(More of a long comment.) This is an old question but a Pell equation in it caught my eye. The post is about,
$$1^2+2^2+3^2+\dots+n^2=y^2$$
with stated solution $n=24$ for $n>1$. The OP arrived at a pair of Pell equations, one of which is,
$$6\times a^2+1=b^2$$
Or more accurately since $a=2q$ is even,
$$\; \color{blue}{24}\,q^2+1 =p^2$$
If we relax the requirement that the initial square is $1$, but retain the condition the LHS contains $\color{blue}{24}$ squares, then the same Pell equation appears. Define,
$$F(x) = x^2+(x+1)^2+(x+2)^2+\dots+(x+23)^2=y^2$$
Equivalently,
$$F(x) = 24(x-1)(x+24)+70^2=y^2$$
From the structure of $F(x)$, one can clearly that $F(1) = F(-24) = 70^2$. But since we relax the conditions on $x$, then there are infinitely many sets of $24$ consecutive squares such that their sum is a square, given by,
$$x = (p+24q)^2+4\times23\,pq\quad\\[4pt]

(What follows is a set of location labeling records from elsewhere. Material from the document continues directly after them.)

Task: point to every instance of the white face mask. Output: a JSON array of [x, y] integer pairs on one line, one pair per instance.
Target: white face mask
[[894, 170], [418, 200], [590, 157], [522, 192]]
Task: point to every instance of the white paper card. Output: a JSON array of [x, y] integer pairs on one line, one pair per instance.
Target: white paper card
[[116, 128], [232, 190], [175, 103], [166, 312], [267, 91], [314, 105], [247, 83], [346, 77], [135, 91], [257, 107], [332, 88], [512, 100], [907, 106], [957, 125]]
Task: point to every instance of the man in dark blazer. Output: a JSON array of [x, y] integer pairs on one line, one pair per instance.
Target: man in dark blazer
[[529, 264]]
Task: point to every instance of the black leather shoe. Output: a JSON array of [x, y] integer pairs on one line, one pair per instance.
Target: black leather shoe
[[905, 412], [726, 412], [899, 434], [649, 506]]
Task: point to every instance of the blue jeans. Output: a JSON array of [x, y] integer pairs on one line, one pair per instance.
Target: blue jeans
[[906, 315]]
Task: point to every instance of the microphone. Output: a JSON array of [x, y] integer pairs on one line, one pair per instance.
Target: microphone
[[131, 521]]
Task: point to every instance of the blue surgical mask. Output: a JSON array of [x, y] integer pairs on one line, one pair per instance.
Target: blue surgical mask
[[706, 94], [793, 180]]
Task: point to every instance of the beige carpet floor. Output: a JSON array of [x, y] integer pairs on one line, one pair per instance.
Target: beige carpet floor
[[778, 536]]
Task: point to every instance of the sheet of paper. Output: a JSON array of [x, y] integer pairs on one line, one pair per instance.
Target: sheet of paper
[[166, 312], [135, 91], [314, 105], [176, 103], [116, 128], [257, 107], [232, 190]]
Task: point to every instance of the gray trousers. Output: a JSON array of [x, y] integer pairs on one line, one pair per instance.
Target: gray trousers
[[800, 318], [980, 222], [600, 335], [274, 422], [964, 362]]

\quad y = (p+24q)^2+3\times23\,(p+4q)^2$$
where $(p,q)$ solve the Pell equation,
$$p^2-24q^2=1$$
$p_n = 1,5,49,485,\dots$ (A001079)
$q_n =\, 0,1,10,99,\,\dots\,$ (A004189)
The three smallest cases yield,
$$\sum_{k=0}^{23} (1+k)^2 =70^2$$
$$\sum_{k=0}^{23} (1301+k)^2=6430^2$$
$$\sum_{k=0}^{23} (128601+k)^2=630070^2$$
and so on.
P.S. It seems the initial square conveniently has an ending digit of $1$, and is $x \equiv 1\, (\text{mod}\, 100)$. I've tested it for the first 20 $(p,q)$, but I'm not sure it is true for all.